Fine foods have been enjoyed by our monarchs for over a thousand years, exotic meats such as turbot, venison and swan were common on royal dining tables and all foods were cooked to a high standard. Today such foods are still considered exotic and ice cream was served to King Charles in 1670 (no refrigerators on those days). Fine food for the queen is always needed.
Only the best wines were served for royalty, Queen Victoria is known for drinking whisky with her meals. Madeira was common with her guests and ale for other guests. Today Berry Bros supplies wine to the royal palace.
Fine decorations were used for banquets over the centuries from elaborate gold platters to jewel encrusted salt shakers.
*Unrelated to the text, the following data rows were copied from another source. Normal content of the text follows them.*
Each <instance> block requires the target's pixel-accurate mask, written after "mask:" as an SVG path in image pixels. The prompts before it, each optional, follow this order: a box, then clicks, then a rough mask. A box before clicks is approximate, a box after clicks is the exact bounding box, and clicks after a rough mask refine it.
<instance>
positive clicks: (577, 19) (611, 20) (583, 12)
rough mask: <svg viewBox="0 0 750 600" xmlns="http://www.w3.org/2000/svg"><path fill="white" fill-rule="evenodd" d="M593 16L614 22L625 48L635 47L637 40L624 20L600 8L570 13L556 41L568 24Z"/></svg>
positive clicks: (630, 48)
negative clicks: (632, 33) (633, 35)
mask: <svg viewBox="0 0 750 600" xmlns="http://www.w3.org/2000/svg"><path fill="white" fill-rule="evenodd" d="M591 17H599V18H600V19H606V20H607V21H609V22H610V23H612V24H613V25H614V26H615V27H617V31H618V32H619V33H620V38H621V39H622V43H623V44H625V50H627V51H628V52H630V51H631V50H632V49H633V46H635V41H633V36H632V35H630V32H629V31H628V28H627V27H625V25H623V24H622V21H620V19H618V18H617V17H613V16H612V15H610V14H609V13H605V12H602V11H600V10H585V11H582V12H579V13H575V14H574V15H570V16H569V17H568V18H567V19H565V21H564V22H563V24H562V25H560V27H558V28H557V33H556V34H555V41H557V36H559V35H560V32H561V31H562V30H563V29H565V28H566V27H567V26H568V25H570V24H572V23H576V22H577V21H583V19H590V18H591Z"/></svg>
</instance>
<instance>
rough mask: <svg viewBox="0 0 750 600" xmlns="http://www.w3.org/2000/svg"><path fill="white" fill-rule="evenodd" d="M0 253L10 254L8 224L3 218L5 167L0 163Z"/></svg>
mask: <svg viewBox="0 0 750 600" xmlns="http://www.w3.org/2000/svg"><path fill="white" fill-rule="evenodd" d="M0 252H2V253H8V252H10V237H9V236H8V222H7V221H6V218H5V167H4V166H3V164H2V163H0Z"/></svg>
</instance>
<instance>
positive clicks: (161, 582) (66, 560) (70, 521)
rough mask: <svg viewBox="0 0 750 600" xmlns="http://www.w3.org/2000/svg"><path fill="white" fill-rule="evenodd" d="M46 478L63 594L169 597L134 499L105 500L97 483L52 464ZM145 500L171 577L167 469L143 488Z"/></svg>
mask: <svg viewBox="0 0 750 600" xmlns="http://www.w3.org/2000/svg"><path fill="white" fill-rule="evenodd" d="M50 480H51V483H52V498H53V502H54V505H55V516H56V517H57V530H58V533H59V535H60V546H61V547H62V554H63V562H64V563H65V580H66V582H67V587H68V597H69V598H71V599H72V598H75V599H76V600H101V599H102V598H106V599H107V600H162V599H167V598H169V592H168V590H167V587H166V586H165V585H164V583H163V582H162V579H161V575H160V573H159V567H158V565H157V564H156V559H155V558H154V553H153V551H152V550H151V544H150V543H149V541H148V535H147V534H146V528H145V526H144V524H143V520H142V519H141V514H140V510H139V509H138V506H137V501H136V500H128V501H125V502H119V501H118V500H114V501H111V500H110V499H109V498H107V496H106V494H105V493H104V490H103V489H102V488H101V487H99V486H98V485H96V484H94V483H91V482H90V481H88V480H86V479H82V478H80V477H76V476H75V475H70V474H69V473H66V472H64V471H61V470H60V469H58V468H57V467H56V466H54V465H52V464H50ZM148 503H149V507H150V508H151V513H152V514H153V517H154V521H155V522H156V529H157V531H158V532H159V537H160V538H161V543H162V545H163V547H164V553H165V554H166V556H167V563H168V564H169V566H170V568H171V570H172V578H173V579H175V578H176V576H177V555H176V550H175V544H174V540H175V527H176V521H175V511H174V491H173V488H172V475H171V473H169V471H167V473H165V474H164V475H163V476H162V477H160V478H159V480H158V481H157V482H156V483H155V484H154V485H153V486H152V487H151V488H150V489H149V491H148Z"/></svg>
Setting up for banquets often took time and even today preparations for royal banquets can take day’s of cleaning, organising and setting up places. Folding of napkins even takes 1 person a couple of days to fold hundreds of napkins into the shape of a Dutch bonnet.
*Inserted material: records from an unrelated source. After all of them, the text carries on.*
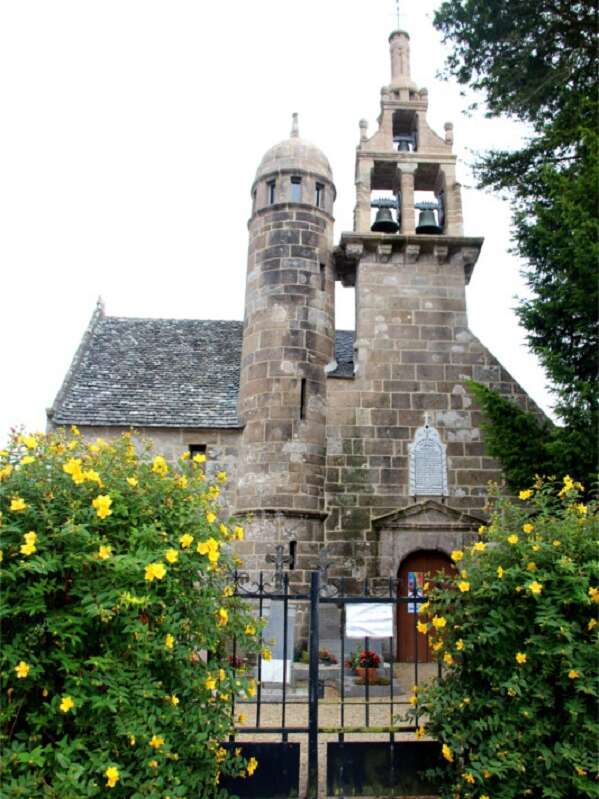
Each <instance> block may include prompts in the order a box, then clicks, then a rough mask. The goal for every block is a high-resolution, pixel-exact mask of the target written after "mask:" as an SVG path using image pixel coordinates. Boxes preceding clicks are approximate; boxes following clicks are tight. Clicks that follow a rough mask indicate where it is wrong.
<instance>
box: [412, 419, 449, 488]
mask: <svg viewBox="0 0 599 799" xmlns="http://www.w3.org/2000/svg"><path fill="white" fill-rule="evenodd" d="M409 455H410V494H411V495H412V496H415V497H417V496H445V495H447V493H448V492H447V458H446V454H445V446H444V445H443V443H442V441H441V439H440V438H439V434H438V433H437V431H436V430H435V429H434V427H431V426H430V425H428V424H426V425H424V427H419V428H418V430H417V431H416V436H415V438H414V441H413V443H412V444H410V446H409Z"/></svg>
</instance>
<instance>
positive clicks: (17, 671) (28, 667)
mask: <svg viewBox="0 0 599 799" xmlns="http://www.w3.org/2000/svg"><path fill="white" fill-rule="evenodd" d="M29 669H30V666H29V664H28V663H25V661H24V660H20V661H19V662H18V663H17V665H16V666H15V671H16V672H17V678H18V679H19V680H24V679H25V677H26V676H27V675H28V674H29Z"/></svg>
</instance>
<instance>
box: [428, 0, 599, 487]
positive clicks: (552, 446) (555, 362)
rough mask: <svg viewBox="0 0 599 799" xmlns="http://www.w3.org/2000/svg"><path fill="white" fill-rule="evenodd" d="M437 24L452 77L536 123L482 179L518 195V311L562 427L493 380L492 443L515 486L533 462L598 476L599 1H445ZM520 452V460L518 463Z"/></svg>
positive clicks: (486, 158) (587, 483) (497, 156)
mask: <svg viewBox="0 0 599 799" xmlns="http://www.w3.org/2000/svg"><path fill="white" fill-rule="evenodd" d="M435 25H436V27H437V28H438V29H439V30H440V31H441V32H442V33H443V34H444V40H445V41H446V42H450V43H451V44H452V46H453V48H454V49H453V50H452V53H451V55H450V56H449V58H448V61H447V74H451V75H453V76H455V77H456V78H457V80H458V81H459V82H460V83H462V84H469V85H470V86H472V87H473V88H474V89H476V90H479V91H482V93H483V95H484V97H485V100H486V103H487V107H488V111H489V114H490V115H491V116H500V115H504V116H509V117H512V118H516V119H518V120H520V121H522V122H525V123H527V125H528V126H529V128H530V129H531V130H532V136H531V137H530V138H529V139H528V141H527V142H526V143H525V144H524V145H523V146H522V147H521V148H520V149H518V150H515V151H492V152H488V153H486V154H484V155H483V156H481V157H479V160H478V163H477V164H476V167H475V170H476V175H477V178H478V182H479V185H480V186H482V187H486V188H493V189H494V190H497V191H505V190H507V191H508V192H509V193H510V195H511V199H512V204H513V206H512V207H513V226H514V252H515V253H516V254H517V255H519V256H520V257H521V258H522V259H523V260H524V262H525V264H526V265H525V267H524V270H523V275H524V277H525V279H526V282H527V284H528V286H529V288H530V290H531V297H530V299H527V300H523V301H520V303H519V306H518V308H517V314H518V316H519V318H520V322H521V324H522V325H523V326H524V328H525V329H526V330H527V340H528V344H529V346H530V348H531V349H532V351H533V352H534V353H535V354H536V355H537V356H538V357H539V359H540V361H541V363H542V364H543V366H544V367H545V369H546V371H547V374H548V376H549V378H550V380H551V382H552V388H553V390H554V393H555V397H556V404H555V410H556V412H557V413H558V415H559V417H560V421H561V423H562V425H563V426H560V427H556V428H553V429H551V428H550V427H549V426H547V425H543V424H540V423H539V422H538V420H537V419H536V417H533V416H532V415H531V414H524V413H523V412H520V411H519V410H518V409H514V408H513V407H512V406H511V405H510V403H509V402H508V401H507V400H505V399H503V398H501V397H500V396H498V395H495V394H493V393H492V392H489V391H488V390H486V389H484V388H483V387H482V386H478V387H474V386H471V388H472V389H473V391H474V393H475V395H476V397H477V399H478V401H479V403H480V404H481V405H482V407H483V410H484V411H485V413H486V415H487V418H488V420H489V424H488V425H487V429H488V445H489V450H490V452H491V453H492V454H493V455H494V456H496V457H498V458H499V459H500V461H501V462H502V465H503V467H504V469H505V473H506V477H507V479H508V482H509V483H510V485H511V486H512V487H517V486H519V485H522V484H523V482H522V481H523V474H522V472H523V469H524V468H527V469H530V472H529V479H530V477H532V475H533V474H534V473H535V472H539V473H546V474H547V473H553V474H560V473H561V474H564V473H569V474H572V475H573V476H575V477H576V478H577V479H578V480H580V481H581V482H583V483H585V485H589V484H590V483H592V482H594V480H595V476H596V471H597V458H598V453H597V431H598V423H599V403H598V395H597V388H596V386H597V383H596V377H597V345H598V335H597V332H598V324H597V321H598V320H597V315H598V302H599V298H598V290H597V288H598V286H597V263H598V255H599V245H598V236H597V231H598V220H597V207H598V204H599V198H598V191H597V186H598V172H599V170H598V168H597V153H598V136H597V111H598V103H597V88H596V70H597V49H596V48H597V41H596V30H597V8H596V6H595V4H591V3H587V2H568V1H567V0H539V1H538V2H536V3H534V4H531V3H530V2H528V1H527V0H513V1H512V2H510V3H502V2H500V0H488V2H485V3H478V2H476V1H475V0H446V2H444V3H443V4H442V5H441V6H440V8H439V10H438V11H437V13H436V15H435ZM518 455H519V458H518Z"/></svg>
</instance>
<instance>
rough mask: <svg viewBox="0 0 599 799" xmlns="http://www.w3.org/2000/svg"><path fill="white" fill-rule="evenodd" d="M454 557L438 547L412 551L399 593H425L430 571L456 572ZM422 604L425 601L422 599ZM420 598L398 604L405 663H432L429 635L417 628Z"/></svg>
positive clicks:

Presentation of dishes was always very important going back a thousand years and even now presenting the Queen’s food it down to a master chef. Queen Victoria for her diamond jubilee had a head chef and also drafted in 24 top chefs from Paris to cook for her banquet. Fine food for the queen is always needed.
Fine food for the queens celebration was essential. This year (2012) is our current Queen’s diamond jubilee and is going to be just as lavish an event as her predecessors banquets were.
Royal dining has always included royals from other nations, high profile dignitaries (such as the aristocracy, prime ministers, celebrities and other high status members of society) from around the world.
Fine dining has come into the public eye more in recent years with the growth of the media and TV cooking shows (shows such as master chef) and celebrities.